Chaque matin se lève la beauté. Il n'en perd pas une seule miette. Tous les jours à en profiter. Comme aujourd'hui assistant au réveil à un grand spectacle. Il se sent dans la peau d'un spectateur privilégié. Aimanté par la chorégraphie de deux rapaces au-dessus du parc. Ils planent en cercle dans l'air matinal de juillet. Sans se douter du grand cadeau qu'ils offrent à un homme. Assis dans un fauteuil confortable devant une baie vitrée. Il les suit des yeux. Le regard d'un enfant dans un corps vieilli en accéléré.
Toute la journée va se dérouler de la même façon. Elle sera unique. Nouveau territoire à explorer. Avec l'attention d'un homme conscient de la présence permanente de la beauté. Discrète ou incontournable. Sans oublier pour autant que la boue traîne toujours dans les parages, prête à submerger l'élégance et le subtil. Quand le pire de l'humain bruyant et arrogant se met à déborder. Avec ses vagues d'egoq et de nombrils polluant tout sur leur passage. Aux antipodes d'un lever de soleil, sans bruit ni suffisance.
Sa manière de vivre et de penser a changé. Un changement radical. Il a décidé de ne plus se laisser engluer par la boue et son bruit. Préférant se concentrer sur la joie et les attraits de l'instant. Honorer les horizons en pointillés trop longtemps négligés par lui. Désormais, il pose son regard sur le monde comme dans un pot de miel. Capable de goûter la douceur sucrée des jours et des nuits. Aujourd'hui est unique. Demain aussi.

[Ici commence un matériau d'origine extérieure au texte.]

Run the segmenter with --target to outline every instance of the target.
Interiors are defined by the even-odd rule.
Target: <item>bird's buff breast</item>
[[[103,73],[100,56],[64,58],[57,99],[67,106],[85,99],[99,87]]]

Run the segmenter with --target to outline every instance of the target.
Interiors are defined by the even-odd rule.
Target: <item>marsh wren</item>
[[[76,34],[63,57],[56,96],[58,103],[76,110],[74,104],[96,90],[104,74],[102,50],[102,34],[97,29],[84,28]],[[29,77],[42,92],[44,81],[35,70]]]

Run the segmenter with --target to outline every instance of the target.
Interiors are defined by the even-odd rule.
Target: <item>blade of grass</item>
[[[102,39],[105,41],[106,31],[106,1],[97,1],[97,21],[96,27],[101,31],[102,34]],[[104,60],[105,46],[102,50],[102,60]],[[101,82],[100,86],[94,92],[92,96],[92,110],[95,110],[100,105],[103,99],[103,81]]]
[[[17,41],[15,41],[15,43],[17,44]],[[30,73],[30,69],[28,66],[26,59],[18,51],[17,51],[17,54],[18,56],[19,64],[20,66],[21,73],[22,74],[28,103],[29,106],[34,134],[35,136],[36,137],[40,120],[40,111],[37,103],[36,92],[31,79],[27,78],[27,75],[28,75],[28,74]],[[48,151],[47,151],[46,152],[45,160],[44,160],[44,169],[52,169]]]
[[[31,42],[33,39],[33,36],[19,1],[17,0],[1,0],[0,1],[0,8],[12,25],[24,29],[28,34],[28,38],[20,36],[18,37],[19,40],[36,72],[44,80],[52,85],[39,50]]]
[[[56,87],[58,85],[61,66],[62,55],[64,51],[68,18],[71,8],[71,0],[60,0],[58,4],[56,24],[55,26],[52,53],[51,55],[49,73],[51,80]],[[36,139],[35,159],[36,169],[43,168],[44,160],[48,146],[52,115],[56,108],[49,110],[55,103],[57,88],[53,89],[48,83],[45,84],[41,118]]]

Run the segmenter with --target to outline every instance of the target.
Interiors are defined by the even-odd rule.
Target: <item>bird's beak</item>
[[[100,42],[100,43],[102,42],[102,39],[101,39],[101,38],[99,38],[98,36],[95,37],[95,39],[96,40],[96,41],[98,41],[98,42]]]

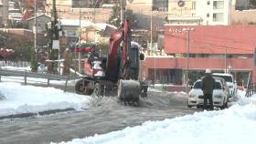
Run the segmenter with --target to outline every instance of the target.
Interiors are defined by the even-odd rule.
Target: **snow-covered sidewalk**
[[[88,96],[14,82],[0,83],[0,118],[56,109],[80,110],[88,108],[90,100]]]
[[[163,121],[147,121],[103,135],[60,144],[254,144],[256,96],[240,93],[237,104],[224,110],[202,111]]]

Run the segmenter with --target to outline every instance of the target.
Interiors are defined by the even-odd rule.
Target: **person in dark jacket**
[[[204,92],[204,109],[207,109],[208,99],[210,109],[213,110],[212,93],[215,87],[215,79],[211,76],[210,69],[206,70],[206,75],[202,79],[202,90]]]

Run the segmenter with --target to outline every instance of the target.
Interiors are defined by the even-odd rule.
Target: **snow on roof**
[[[106,26],[110,26],[112,28],[117,29],[116,26],[106,23],[96,23],[95,26],[101,29],[106,29]]]
[[[37,15],[37,17],[43,16],[43,15],[45,15],[45,16],[47,16],[47,17],[49,17],[49,18],[51,17],[51,16],[47,15],[44,15],[44,14]],[[35,18],[35,16],[32,16],[32,17],[27,19],[27,21],[30,21],[30,20],[32,20],[32,19],[34,19],[34,18]]]

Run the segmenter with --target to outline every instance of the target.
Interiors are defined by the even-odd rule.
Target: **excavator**
[[[147,97],[147,86],[139,81],[140,45],[132,42],[129,20],[110,37],[108,55],[100,57],[92,50],[84,60],[84,73],[75,86],[78,94],[107,96],[117,95],[119,102],[138,106],[140,96]]]

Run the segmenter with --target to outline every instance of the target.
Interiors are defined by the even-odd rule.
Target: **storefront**
[[[250,73],[255,82],[255,26],[166,26],[167,57],[146,57],[146,76],[155,82],[184,84],[187,70],[193,82],[210,68],[234,74],[239,85],[248,81]]]

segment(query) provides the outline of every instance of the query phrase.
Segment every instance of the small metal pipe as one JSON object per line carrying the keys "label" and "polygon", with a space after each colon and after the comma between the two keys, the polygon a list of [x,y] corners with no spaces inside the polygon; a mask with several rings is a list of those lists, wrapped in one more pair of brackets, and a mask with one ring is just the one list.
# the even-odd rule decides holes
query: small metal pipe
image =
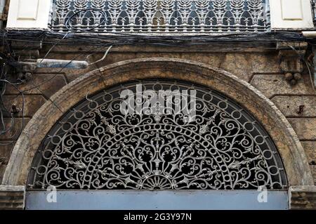
{"label": "small metal pipe", "polygon": [[37,67],[62,67],[67,69],[85,69],[88,63],[85,60],[68,60],[39,58],[37,60]]}

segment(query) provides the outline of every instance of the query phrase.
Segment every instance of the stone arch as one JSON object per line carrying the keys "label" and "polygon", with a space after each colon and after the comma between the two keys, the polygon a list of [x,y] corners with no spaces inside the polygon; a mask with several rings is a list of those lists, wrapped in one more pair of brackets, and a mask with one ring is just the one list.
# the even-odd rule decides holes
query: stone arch
{"label": "stone arch", "polygon": [[134,79],[149,78],[194,81],[224,93],[246,108],[272,138],[282,159],[289,185],[312,185],[303,147],[291,125],[276,106],[254,87],[218,68],[171,58],[126,60],[88,72],[60,89],[27,124],[12,152],[2,184],[25,185],[33,157],[52,126],[89,94]]}

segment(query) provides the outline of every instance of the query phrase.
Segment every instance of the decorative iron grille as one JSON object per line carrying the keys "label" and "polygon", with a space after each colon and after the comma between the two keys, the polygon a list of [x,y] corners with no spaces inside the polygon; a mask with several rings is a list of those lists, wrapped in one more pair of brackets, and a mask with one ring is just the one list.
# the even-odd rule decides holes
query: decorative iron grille
{"label": "decorative iron grille", "polygon": [[[195,91],[195,119],[184,121],[185,107],[178,113],[123,115],[120,105],[125,100],[120,93],[126,89],[137,93],[138,84],[143,91]],[[138,100],[136,95],[130,94],[131,98]],[[169,100],[178,103],[176,97]],[[287,182],[270,137],[237,104],[199,85],[143,80],[87,98],[49,131],[34,157],[28,188],[49,185],[249,190],[287,188]]]}
{"label": "decorative iron grille", "polygon": [[52,30],[129,33],[265,32],[266,0],[54,0]]}

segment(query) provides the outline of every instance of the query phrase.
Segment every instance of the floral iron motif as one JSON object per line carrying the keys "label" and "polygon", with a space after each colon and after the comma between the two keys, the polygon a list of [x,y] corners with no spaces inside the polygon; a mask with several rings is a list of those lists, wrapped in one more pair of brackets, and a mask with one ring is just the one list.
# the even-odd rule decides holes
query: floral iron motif
{"label": "floral iron motif", "polygon": [[[196,114],[124,115],[120,93],[196,91]],[[145,100],[145,99],[143,99]],[[236,103],[180,81],[143,80],[91,95],[49,131],[32,163],[29,189],[284,189],[271,138]]]}

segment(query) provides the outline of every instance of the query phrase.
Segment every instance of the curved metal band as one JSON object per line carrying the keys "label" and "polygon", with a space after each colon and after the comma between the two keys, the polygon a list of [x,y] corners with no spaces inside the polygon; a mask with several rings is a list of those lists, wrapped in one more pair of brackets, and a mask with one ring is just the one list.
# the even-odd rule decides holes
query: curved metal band
{"label": "curved metal band", "polygon": [[[167,103],[149,107],[138,84],[141,93],[169,100],[171,109]],[[140,100],[141,114],[122,114],[124,90],[129,109]],[[51,130],[32,166],[32,189],[287,187],[271,138],[249,113],[209,88],[167,79],[125,83],[87,97]]]}

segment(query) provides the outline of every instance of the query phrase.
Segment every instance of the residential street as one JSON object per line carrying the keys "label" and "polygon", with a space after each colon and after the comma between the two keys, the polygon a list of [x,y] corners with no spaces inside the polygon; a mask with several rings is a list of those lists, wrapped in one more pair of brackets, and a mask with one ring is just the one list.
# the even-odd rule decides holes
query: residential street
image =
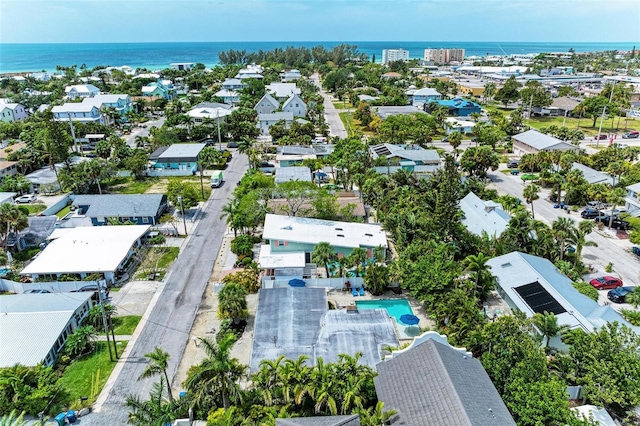
{"label": "residential street", "polygon": [[152,384],[158,380],[156,377],[137,381],[147,366],[144,355],[153,351],[155,346],[171,355],[168,374],[170,378],[174,377],[226,230],[224,220],[220,219],[220,211],[246,167],[247,158],[234,153],[224,172],[224,184],[212,192],[199,222],[188,237],[184,251],[171,266],[164,285],[158,290],[161,293],[155,299],[156,304],[142,332],[135,342],[129,343],[133,347],[129,348],[126,359],[121,359],[120,362],[124,361],[124,364],[113,386],[105,399],[102,396],[98,399],[96,410],[99,412],[83,417],[83,425],[126,424],[128,409],[123,405],[125,396],[137,394],[146,399]]}
{"label": "residential street", "polygon": [[[500,171],[489,172],[492,180],[491,186],[495,187],[501,194],[509,194],[523,200],[527,209],[531,210],[531,205],[526,204],[522,196],[525,185],[519,176],[505,175]],[[536,219],[539,219],[549,225],[558,217],[570,217],[576,221],[576,224],[583,220],[579,212],[567,213],[562,209],[554,209],[553,203],[548,199],[548,189],[542,190],[540,199],[533,202],[533,209]],[[607,228],[605,228],[607,229]],[[598,271],[598,275],[605,274],[604,267],[609,262],[613,262],[614,273],[624,281],[625,285],[638,285],[638,271],[640,270],[640,262],[638,257],[633,255],[629,250],[631,244],[629,240],[620,240],[613,236],[608,236],[606,231],[592,232],[589,234],[588,240],[594,241],[598,247],[585,247],[582,256],[586,264],[593,265]],[[601,304],[606,301],[606,291],[601,291]],[[604,299],[603,296],[604,295]],[[612,306],[616,307],[615,304]]]}
{"label": "residential street", "polygon": [[311,81],[320,88],[320,94],[324,98],[324,118],[329,125],[329,136],[338,136],[341,139],[346,138],[347,131],[344,128],[342,120],[340,120],[338,110],[336,110],[336,107],[331,103],[331,96],[329,96],[322,88],[320,76],[317,73],[313,74],[313,76],[311,76]]}

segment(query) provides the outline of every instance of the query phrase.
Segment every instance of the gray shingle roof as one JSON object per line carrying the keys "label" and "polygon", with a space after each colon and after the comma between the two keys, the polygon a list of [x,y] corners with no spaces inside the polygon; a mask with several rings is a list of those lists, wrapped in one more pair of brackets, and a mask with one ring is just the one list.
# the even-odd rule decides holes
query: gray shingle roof
{"label": "gray shingle roof", "polygon": [[475,358],[434,340],[376,366],[378,399],[398,425],[515,425]]}
{"label": "gray shingle roof", "polygon": [[89,206],[88,217],[155,217],[167,203],[164,194],[78,195],[74,206]]}

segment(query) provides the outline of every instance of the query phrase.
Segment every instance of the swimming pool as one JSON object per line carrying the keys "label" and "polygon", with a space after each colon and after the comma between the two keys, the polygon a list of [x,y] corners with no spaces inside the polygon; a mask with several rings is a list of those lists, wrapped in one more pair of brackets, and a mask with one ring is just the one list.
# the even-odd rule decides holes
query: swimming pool
{"label": "swimming pool", "polygon": [[400,317],[405,314],[413,315],[411,306],[406,299],[363,300],[356,302],[358,309],[386,309],[389,316],[400,323]]}

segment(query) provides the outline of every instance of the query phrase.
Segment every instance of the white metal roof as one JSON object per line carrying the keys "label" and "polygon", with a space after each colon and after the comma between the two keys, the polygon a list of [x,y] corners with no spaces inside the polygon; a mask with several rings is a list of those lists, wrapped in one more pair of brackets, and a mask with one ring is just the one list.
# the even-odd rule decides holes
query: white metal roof
{"label": "white metal roof", "polygon": [[148,230],[149,225],[73,228],[51,241],[21,274],[115,271]]}
{"label": "white metal roof", "polygon": [[258,256],[260,268],[304,268],[304,265],[304,252],[271,253],[269,244],[260,246],[260,255]]}
{"label": "white metal roof", "polygon": [[0,368],[44,360],[74,312],[92,293],[0,296]]}
{"label": "white metal roof", "polygon": [[305,244],[326,241],[334,247],[387,247],[387,237],[380,225],[275,214],[265,217],[263,237]]}

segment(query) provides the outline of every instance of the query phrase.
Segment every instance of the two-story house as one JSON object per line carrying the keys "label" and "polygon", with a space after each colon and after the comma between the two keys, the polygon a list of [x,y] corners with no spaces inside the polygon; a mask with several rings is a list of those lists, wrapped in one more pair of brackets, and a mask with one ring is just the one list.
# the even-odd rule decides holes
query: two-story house
{"label": "two-story house", "polygon": [[92,98],[100,93],[93,84],[74,84],[64,88],[64,92],[69,99]]}
{"label": "two-story house", "polygon": [[66,103],[51,108],[53,118],[57,121],[78,121],[81,123],[104,124],[100,109],[91,103]]}
{"label": "two-story house", "polygon": [[24,105],[0,99],[0,121],[10,123],[12,121],[24,120],[28,116],[29,114]]}
{"label": "two-story house", "polygon": [[307,115],[307,104],[295,93],[282,104],[282,111],[290,112],[294,117],[305,117]]}

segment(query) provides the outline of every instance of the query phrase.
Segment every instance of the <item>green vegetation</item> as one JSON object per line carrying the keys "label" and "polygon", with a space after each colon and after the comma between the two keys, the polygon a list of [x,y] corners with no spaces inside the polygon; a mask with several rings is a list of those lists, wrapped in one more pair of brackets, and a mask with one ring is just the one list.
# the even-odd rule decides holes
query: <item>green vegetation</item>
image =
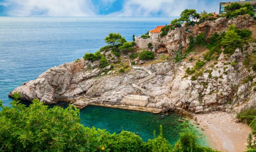
{"label": "green vegetation", "polygon": [[179,20],[177,18],[173,20],[171,22],[171,24],[175,28],[180,28],[181,27],[182,22]]}
{"label": "green vegetation", "polygon": [[131,51],[133,48],[132,47],[133,44],[132,42],[125,42],[123,44],[119,47],[119,48],[121,51]]}
{"label": "green vegetation", "polygon": [[225,54],[233,54],[236,48],[242,46],[241,40],[241,36],[236,32],[236,27],[234,24],[232,24],[221,42],[221,44],[224,48],[223,52]]}
{"label": "green vegetation", "polygon": [[195,22],[198,19],[200,18],[200,14],[196,12],[194,9],[187,9],[184,10],[180,14],[180,18],[179,20],[186,22],[186,26],[190,25],[194,25]]}
{"label": "green vegetation", "polygon": [[119,73],[124,73],[124,69],[121,69],[119,70]]}
{"label": "green vegetation", "polygon": [[104,68],[108,66],[109,64],[108,64],[108,62],[107,59],[105,58],[104,56],[101,56],[101,59],[100,62],[100,68]]}
{"label": "green vegetation", "polygon": [[169,31],[170,30],[174,30],[175,28],[172,25],[168,25],[165,26],[161,29],[161,33],[160,33],[160,37],[162,37],[167,35]]}
{"label": "green vegetation", "polygon": [[256,136],[256,109],[250,109],[244,110],[237,114],[236,118],[240,119],[240,121],[245,120],[246,124],[252,127],[252,133],[247,138],[247,146],[249,148],[248,152],[255,152],[256,150],[256,140],[253,140],[252,136]]}
{"label": "green vegetation", "polygon": [[196,78],[196,76],[192,76],[191,77],[191,79],[190,79],[191,81],[195,81],[196,80],[197,80],[197,79]]}
{"label": "green vegetation", "polygon": [[242,5],[237,2],[231,3],[230,5],[225,6],[224,10],[226,12],[225,15],[228,18],[236,18],[238,15],[246,14],[251,16],[254,15],[253,8],[250,3],[245,4]]}
{"label": "green vegetation", "polygon": [[29,107],[20,103],[18,93],[14,94],[12,107],[4,107],[0,101],[0,146],[6,151],[86,152],[214,152],[200,147],[192,132],[181,133],[172,146],[160,133],[143,142],[134,133],[122,131],[111,134],[105,130],[90,128],[81,124],[79,110],[49,108],[38,100]]}
{"label": "green vegetation", "polygon": [[151,42],[148,43],[148,48],[150,48],[150,47],[152,46],[152,43]]}
{"label": "green vegetation", "polygon": [[132,60],[134,60],[135,58],[137,58],[139,56],[139,54],[138,53],[134,53],[130,55],[129,57]]}
{"label": "green vegetation", "polygon": [[151,51],[143,51],[140,53],[139,55],[140,60],[153,60],[154,58],[154,53]]}
{"label": "green vegetation", "polygon": [[240,119],[240,121],[245,120],[246,124],[249,125],[254,119],[251,117],[246,117],[246,116],[255,115],[256,115],[256,109],[250,109],[242,110],[240,112],[237,114],[236,118]]}
{"label": "green vegetation", "polygon": [[132,46],[134,46],[135,44],[135,35],[133,34],[132,35]]}
{"label": "green vegetation", "polygon": [[204,32],[197,35],[196,40],[196,44],[198,46],[206,46],[207,44],[205,38],[205,33]]}
{"label": "green vegetation", "polygon": [[119,33],[110,33],[108,34],[108,36],[105,38],[105,42],[112,46],[117,44],[122,44],[126,42],[125,39]]}
{"label": "green vegetation", "polygon": [[194,66],[194,69],[200,69],[204,64],[205,64],[204,62],[198,60],[196,63],[196,65]]}
{"label": "green vegetation", "polygon": [[97,51],[94,54],[92,53],[86,53],[84,56],[84,59],[85,60],[89,60],[94,62],[101,59],[102,56],[102,55],[100,54],[99,51]]}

Depuis ses insomnies, il a compris que la beauté ne se réveille pas. Elle prend le relais. Un duo vieux comme le monde et frais comme une aube. L'un de jour, l'autre de nuit. Chacun des deux portant des vêtements différents. La nuit vient de choisir les étoiles dans sa garde-robe. Pour un deuxième spectacle. Son regard passe de l'une à l'autre. Un voyage lumineux toujours à bord du même fauteuil. Jamais lui, le couche-tôt, aurait pu penser que la nuit pouvait tant lui offrir. Prêt à déguster les variations de l'obscurité. Le silence l'observe de l'autre côté de la vitre. Il lui ouvre.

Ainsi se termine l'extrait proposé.